(Oct. 26, 2010) On October 19, 2010, the 109-member Nigerian Senate rejected a bill to amend the Electoral Act 2010; that amendment had been proposed by President Johnathan Goodluck. (Kunle Akogun, Senate Blocks Jonathan's Bid to Amend Electoral Act, THIS DAY (Oct. 20, 2010), http://allafrica.com/stories/printable/201010210081.html.)

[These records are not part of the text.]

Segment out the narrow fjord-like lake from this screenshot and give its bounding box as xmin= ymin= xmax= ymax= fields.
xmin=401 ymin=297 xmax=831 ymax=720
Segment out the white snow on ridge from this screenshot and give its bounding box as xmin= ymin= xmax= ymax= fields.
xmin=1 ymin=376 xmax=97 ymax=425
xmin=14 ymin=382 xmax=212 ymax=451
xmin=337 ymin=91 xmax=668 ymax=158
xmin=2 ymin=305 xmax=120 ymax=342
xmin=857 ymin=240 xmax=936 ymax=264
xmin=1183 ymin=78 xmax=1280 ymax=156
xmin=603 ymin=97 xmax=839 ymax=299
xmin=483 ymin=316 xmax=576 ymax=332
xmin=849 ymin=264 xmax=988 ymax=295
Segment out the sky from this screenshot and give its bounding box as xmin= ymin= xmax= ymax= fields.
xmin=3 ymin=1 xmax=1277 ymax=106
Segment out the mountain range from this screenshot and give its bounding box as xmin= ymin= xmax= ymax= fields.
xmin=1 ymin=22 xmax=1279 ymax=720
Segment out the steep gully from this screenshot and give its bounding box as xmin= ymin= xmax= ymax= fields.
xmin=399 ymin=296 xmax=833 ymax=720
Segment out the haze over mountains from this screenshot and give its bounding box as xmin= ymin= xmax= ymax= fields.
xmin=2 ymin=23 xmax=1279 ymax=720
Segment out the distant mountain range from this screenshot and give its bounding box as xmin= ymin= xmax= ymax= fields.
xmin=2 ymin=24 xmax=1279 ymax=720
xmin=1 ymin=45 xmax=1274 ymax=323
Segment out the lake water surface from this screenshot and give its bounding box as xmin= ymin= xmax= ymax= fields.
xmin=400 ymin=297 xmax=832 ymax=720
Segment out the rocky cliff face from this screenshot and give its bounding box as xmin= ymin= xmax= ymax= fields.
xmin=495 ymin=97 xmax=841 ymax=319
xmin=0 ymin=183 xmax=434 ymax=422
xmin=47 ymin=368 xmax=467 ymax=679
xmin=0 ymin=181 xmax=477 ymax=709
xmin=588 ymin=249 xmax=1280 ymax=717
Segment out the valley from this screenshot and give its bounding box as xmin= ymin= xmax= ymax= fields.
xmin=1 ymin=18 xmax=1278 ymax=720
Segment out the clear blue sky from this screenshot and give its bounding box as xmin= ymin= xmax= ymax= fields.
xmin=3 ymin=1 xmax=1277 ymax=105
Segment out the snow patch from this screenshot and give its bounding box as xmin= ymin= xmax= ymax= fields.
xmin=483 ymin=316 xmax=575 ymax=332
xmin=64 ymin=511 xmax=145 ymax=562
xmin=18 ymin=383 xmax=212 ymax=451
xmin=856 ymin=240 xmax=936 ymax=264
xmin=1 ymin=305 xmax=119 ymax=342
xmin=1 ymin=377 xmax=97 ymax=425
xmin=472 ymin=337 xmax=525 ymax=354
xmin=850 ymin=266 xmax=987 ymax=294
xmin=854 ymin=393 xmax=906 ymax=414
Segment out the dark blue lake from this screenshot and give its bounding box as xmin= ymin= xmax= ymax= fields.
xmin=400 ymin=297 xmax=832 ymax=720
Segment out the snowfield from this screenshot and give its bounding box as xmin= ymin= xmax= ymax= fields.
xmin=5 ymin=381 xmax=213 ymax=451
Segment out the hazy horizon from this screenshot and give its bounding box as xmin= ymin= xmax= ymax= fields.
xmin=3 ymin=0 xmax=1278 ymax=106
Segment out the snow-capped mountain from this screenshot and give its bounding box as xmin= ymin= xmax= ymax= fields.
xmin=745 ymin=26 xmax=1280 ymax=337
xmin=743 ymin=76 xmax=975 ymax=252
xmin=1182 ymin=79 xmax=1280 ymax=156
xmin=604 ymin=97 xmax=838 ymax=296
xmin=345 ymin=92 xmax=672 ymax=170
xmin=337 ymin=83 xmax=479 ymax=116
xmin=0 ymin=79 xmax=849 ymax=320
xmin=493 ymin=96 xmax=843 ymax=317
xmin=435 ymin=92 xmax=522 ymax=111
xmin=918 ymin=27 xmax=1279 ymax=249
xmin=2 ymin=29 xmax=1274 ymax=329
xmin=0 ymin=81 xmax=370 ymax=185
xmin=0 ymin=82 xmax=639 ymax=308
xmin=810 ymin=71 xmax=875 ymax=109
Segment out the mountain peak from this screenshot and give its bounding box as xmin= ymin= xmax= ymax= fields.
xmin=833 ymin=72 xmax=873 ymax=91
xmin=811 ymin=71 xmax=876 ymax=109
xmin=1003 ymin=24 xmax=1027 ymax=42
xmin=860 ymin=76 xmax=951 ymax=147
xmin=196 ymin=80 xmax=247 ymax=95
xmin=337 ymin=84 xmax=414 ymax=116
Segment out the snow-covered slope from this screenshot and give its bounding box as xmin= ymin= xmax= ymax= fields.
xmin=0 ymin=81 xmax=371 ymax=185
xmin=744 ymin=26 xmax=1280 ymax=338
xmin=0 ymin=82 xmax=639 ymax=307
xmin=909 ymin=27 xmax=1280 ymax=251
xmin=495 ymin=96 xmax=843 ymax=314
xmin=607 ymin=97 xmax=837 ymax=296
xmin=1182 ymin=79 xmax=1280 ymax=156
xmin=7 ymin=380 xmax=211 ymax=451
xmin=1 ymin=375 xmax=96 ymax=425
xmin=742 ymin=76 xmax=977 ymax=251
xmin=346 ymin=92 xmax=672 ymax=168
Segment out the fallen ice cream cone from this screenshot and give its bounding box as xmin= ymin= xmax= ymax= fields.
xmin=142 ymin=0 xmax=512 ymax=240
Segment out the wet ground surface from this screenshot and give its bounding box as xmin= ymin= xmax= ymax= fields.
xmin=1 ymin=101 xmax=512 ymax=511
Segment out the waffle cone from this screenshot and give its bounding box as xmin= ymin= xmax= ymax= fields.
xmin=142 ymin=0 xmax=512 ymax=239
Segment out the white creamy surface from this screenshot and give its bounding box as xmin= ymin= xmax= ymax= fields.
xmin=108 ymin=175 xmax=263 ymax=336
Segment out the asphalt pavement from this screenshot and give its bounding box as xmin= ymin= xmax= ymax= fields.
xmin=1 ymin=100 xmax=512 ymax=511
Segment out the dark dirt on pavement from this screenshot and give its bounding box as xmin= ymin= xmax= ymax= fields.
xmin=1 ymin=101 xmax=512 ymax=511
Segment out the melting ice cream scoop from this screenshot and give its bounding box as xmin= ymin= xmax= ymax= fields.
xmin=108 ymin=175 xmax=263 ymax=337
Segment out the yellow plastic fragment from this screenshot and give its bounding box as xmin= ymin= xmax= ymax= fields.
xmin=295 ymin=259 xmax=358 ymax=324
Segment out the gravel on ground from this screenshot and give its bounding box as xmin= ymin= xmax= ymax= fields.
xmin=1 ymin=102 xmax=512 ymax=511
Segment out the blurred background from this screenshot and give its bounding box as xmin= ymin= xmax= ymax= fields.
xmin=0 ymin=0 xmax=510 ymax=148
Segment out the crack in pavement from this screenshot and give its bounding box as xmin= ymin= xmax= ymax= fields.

The most controversial provision of the bill was one which sought to repeal a section in the Electoral Act prohibiting political appointees from participating as voting delegates in indirect party primaries for choosing candidates to run for high offices, including presidential candidates. (Id.) The current provision expressly states that “a political appointee at any level shall not be a voting delegate at the Convention or Congress of any political party for the purpose of nomination of candidates for any election.” (Bill for Electoral Act 2010, §87, the Nigerian Senate website, http://www.nass.gov.ng/nass/legislation.php?search=Electoral+Act+2010&am
p;Submit=Search (last visited Oct 21, 2010).)
The opposition to Goodluck's bill was intensified because of the apparent conflict of interest that it created. The Electoral Act provision that the bill sought to repeal is said to have disqualified over 2,000 of Goodluck's appointees, including ministers, special advisors, chairmen of boards, and ambassadors, from participating as delegates in the coming presidential primaries for the 2011 elections, and he clearly stood to personally gain an edge in the primaries from its repeal. (Constance Ikokwu & Chuks Okocha, Jonathan Under Pressure to Veto New Electoral Bill, THIS DAY (Aug. 17, 2010), http://allafrica.com/stories/201008170012.html.)
Ayogu Eze, the Senate Spokesman, told journalists that the rejection of the proposed amendment is a sign that the upper house of the Nigerian Parliament “is not a rubber stump chamber.” He added that “our relationship with the executive is very cordial but that cordiality does not mortgage our independence.” (Akogun, supra).